Prediksi GDP dengan RF dan XGBoost Berdasarkan Aspek Sosial, Ekonomi, dan Lingkungan Mubarok, M. Husni; Septian, Firza
MDP Student Conference Vol 4 No 1 (2025): The 4th MDP Student Conference 2025
Publisher : Universitas Multi Data Palembang

Show Abstract | Download Original | Original Source | Check in Google Scholar | DOI: 10.35957/mdp-sc.v4i1.11206

Abstract

This study aims to analyze Gross Domestic Product (GDP) prediction using Random Forest and XGBoost algorithms by considering social, economic, and environmental variables.

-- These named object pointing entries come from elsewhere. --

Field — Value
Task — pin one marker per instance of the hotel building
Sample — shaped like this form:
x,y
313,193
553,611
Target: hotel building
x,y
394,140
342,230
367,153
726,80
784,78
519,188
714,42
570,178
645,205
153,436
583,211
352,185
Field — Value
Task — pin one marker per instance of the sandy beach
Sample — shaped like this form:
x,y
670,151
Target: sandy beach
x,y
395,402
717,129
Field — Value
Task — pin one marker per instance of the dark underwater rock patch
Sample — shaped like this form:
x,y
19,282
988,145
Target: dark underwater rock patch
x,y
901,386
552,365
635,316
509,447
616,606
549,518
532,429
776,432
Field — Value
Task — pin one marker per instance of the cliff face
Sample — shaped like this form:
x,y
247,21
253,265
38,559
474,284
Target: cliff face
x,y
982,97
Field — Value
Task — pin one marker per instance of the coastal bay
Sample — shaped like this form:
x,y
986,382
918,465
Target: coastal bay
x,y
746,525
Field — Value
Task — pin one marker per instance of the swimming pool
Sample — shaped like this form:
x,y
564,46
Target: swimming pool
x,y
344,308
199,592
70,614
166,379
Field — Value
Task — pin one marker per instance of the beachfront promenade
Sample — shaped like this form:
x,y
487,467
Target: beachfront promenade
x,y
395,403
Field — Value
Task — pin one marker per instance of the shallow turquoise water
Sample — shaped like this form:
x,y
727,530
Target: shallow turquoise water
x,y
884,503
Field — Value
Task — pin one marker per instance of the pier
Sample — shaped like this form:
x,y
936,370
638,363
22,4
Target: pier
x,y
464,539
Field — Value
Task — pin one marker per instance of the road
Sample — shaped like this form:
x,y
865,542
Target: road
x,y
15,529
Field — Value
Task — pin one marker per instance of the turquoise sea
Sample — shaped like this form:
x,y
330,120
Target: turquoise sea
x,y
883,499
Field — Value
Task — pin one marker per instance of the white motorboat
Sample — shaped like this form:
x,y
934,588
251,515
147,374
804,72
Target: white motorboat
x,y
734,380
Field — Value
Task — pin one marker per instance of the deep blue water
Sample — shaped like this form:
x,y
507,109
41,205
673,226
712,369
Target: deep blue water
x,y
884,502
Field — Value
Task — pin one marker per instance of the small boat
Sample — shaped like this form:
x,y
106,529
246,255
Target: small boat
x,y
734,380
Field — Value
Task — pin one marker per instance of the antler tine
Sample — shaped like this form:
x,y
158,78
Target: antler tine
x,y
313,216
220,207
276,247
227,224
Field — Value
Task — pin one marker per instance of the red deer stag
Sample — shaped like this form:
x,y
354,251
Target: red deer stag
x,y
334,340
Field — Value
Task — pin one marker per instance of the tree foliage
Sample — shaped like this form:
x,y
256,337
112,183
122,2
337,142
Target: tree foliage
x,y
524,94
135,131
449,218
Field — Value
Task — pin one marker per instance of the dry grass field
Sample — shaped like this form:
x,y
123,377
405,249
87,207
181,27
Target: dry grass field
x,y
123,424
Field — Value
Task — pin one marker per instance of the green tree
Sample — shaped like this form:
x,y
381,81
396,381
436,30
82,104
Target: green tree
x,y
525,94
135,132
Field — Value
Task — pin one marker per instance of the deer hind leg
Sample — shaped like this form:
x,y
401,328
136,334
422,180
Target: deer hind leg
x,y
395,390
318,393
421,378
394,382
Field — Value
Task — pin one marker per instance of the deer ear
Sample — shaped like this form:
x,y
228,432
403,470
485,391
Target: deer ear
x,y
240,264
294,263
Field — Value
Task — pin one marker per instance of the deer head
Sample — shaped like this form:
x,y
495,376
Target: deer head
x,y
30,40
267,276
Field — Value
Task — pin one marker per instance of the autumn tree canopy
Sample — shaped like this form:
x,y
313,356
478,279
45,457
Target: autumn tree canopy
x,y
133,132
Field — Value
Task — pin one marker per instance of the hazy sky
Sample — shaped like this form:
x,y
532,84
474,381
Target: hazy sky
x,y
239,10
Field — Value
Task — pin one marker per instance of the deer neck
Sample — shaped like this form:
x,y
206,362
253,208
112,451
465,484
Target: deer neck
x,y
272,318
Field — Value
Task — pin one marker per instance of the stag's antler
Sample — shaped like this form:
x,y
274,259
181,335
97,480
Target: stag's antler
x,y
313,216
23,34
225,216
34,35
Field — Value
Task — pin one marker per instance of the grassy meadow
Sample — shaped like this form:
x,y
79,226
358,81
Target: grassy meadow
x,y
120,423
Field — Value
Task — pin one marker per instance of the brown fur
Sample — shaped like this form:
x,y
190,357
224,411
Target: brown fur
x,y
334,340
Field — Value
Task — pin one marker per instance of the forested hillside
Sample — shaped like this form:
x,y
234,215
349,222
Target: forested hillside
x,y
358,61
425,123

The dataset was obtained from Kaggle and includes 22 independent variables influencing GDP. The model was developed with Whale Optimization Algorithm (WOA) optimization to improve prediction accuracy. Experiments were conducted on the Google Colab platform, and evaluation metrics included Mean Absolute Error (MAE), Mean Squared Error (MSE), and R-Squared (R²). The results show that XGBoost with WOA optimization achieves higher prediction accuracy compared to Random Forest. Key factors influencing GDP were identified through feature correlation analysis. In conclusion, the combination of machine learning and metaheuristic-based optimization methods enhances GDP prediction accuracy, providing valuable insights for economic policymakers.